Nasreddin Hoca’nın “Ye kürküm ye” misali, herkes bize inanılmaz bir saygı gösteriyordu, hele ki Ferit Abi’ye… Örneğin durup bir marketten bir şey almamız gerektiğinde çoğu bayi, bakkal ya da market sahibi telâşlanıyor, “Abi buyrun bir şey mi vardı?” diye beti benzi atmış şekilde bizi karşılıyordu. Sadece sigara almak istediğimizi söylediğimizde ise derin bir oh çekip, “Abi sigara köpeğiniz olur ya, bu benden olsun” diyen bile çıkıyordu…
Akşam yemeklerinde ise Bülent’le takıldığımızda ise gördüğümüz ilgi ve iltifatın haddi hesabı yoktu…
Projenin tamamında o aracı kullandık.

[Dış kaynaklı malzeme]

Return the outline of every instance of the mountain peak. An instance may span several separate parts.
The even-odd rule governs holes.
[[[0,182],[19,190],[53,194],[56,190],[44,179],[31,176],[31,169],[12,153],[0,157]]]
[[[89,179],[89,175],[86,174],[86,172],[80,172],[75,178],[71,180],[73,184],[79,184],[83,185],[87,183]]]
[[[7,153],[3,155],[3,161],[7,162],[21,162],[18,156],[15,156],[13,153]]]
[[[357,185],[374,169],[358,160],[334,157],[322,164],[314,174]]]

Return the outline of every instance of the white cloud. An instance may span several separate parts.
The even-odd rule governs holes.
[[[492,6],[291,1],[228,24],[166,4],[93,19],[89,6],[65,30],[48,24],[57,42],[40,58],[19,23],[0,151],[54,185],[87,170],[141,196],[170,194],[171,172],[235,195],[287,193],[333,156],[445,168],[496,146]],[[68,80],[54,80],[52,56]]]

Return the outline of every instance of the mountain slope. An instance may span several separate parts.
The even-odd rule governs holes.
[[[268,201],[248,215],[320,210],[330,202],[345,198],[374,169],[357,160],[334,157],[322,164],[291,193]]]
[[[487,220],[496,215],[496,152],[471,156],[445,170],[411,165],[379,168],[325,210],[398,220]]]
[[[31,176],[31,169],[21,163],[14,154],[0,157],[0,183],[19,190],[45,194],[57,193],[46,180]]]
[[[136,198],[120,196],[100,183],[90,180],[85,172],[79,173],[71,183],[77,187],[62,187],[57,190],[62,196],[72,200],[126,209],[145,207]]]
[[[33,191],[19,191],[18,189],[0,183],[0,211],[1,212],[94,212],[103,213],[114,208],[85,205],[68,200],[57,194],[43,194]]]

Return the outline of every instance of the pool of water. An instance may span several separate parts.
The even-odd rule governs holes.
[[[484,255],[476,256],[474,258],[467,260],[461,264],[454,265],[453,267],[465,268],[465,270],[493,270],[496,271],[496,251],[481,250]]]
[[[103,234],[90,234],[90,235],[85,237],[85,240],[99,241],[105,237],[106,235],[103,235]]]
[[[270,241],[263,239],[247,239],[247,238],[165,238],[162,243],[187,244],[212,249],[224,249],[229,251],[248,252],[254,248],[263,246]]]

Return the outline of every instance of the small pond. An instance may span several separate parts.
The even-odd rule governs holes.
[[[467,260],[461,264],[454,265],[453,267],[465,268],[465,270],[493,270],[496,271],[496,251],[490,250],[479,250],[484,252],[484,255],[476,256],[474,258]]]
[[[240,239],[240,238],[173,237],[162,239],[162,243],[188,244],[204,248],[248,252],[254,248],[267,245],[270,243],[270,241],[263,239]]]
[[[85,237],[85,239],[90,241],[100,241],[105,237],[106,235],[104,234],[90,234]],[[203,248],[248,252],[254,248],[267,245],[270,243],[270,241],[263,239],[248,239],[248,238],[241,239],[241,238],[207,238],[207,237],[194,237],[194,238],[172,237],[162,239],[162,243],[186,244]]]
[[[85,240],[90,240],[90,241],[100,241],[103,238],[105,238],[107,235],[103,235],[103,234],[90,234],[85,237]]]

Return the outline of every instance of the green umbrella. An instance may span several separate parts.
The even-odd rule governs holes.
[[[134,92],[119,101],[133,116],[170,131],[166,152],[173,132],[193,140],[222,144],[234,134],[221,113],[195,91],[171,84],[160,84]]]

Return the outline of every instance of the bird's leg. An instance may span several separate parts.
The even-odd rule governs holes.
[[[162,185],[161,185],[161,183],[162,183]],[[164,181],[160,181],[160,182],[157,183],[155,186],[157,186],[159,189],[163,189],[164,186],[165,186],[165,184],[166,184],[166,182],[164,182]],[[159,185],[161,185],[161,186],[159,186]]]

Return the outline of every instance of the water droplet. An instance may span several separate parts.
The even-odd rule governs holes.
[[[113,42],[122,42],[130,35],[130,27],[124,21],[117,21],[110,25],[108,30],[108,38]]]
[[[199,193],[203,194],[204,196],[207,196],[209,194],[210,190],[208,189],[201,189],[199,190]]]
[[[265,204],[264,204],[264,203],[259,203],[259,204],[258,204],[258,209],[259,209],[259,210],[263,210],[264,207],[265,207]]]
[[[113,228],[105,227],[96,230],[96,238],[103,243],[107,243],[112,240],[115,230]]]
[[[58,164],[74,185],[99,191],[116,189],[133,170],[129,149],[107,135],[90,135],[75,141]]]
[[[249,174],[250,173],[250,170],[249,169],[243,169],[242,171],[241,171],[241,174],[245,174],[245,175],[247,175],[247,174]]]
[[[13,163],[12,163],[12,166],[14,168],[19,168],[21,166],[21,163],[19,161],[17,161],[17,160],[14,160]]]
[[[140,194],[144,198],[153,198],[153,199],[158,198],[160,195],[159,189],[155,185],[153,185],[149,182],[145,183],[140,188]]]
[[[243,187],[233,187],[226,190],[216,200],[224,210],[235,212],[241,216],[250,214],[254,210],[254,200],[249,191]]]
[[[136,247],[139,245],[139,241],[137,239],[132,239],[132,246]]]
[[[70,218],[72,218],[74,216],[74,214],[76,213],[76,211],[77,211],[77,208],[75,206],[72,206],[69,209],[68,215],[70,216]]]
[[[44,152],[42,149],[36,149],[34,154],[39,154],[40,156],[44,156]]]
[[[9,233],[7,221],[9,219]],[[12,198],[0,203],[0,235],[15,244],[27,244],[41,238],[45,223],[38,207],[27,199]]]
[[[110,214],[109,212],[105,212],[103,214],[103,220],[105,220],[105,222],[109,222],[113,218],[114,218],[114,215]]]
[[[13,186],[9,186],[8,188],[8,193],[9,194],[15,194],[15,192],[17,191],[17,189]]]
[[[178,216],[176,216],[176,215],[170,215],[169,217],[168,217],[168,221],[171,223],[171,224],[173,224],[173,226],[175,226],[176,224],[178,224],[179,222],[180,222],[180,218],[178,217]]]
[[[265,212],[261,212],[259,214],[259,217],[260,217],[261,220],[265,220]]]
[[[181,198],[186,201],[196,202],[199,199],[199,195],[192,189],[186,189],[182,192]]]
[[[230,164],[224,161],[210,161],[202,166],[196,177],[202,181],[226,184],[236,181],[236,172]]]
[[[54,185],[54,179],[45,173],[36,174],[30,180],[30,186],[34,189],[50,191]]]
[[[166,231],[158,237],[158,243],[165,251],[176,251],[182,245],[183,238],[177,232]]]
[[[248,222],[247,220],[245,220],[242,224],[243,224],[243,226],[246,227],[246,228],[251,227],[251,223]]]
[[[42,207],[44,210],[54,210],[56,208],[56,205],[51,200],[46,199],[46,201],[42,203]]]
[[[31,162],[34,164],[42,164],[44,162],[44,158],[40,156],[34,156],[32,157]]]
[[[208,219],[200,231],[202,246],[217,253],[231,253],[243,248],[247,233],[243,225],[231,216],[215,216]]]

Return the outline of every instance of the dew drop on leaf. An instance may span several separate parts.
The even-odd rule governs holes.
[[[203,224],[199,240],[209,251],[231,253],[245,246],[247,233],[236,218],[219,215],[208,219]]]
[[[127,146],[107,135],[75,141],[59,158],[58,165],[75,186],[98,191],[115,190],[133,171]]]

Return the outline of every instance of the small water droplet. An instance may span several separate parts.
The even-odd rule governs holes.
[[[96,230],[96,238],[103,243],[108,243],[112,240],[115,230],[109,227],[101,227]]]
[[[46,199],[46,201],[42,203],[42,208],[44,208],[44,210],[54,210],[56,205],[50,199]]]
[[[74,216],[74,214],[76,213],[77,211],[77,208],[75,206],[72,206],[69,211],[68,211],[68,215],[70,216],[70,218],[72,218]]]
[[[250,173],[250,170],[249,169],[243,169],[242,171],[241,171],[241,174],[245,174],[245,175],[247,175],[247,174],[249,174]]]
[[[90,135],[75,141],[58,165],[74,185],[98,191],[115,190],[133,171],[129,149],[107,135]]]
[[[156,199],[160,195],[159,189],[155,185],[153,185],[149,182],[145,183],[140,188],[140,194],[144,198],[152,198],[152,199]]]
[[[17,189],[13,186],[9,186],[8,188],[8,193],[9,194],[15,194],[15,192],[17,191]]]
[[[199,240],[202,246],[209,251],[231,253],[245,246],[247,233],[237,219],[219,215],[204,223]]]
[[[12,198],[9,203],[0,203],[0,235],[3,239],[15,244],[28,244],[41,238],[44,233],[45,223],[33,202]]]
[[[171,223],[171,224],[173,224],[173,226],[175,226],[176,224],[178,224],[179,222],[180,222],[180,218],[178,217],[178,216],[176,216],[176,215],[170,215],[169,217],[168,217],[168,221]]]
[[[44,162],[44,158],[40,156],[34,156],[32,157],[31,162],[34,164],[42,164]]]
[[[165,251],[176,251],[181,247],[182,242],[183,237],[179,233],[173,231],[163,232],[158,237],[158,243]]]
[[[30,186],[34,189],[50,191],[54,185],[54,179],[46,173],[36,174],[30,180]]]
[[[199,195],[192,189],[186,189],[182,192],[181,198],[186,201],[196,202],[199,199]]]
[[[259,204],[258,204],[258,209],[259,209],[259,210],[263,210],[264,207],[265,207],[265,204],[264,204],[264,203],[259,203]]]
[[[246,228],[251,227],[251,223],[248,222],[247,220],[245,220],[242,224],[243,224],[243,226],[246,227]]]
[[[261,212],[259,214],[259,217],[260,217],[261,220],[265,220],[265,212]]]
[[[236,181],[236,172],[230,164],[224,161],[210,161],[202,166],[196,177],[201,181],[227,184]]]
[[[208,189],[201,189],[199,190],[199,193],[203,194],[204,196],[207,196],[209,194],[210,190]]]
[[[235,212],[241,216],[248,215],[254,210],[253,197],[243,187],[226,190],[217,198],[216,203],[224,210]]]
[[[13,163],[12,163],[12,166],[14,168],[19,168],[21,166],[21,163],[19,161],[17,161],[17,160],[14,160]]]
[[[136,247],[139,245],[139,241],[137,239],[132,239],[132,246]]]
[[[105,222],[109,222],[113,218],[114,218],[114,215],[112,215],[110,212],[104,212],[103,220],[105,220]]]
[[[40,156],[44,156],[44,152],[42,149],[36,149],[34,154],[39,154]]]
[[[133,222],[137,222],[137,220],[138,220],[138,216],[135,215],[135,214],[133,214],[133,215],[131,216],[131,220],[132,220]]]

Sonraları herhalde polisler bizim arabanın bir polis arabası olmadığını öğrenmiş olacaklar ki, esas duruş sergilemekten vazgeçtiler…
Ne günlerdi…
Neyse, nereden aklıma geldiyse işte benim de beyaz Toroslarla ilgili böyle bir anım var…
Uğur GÖRGÜLÜ
28 Temmuz 2025 – Khashuri (Gürcistan)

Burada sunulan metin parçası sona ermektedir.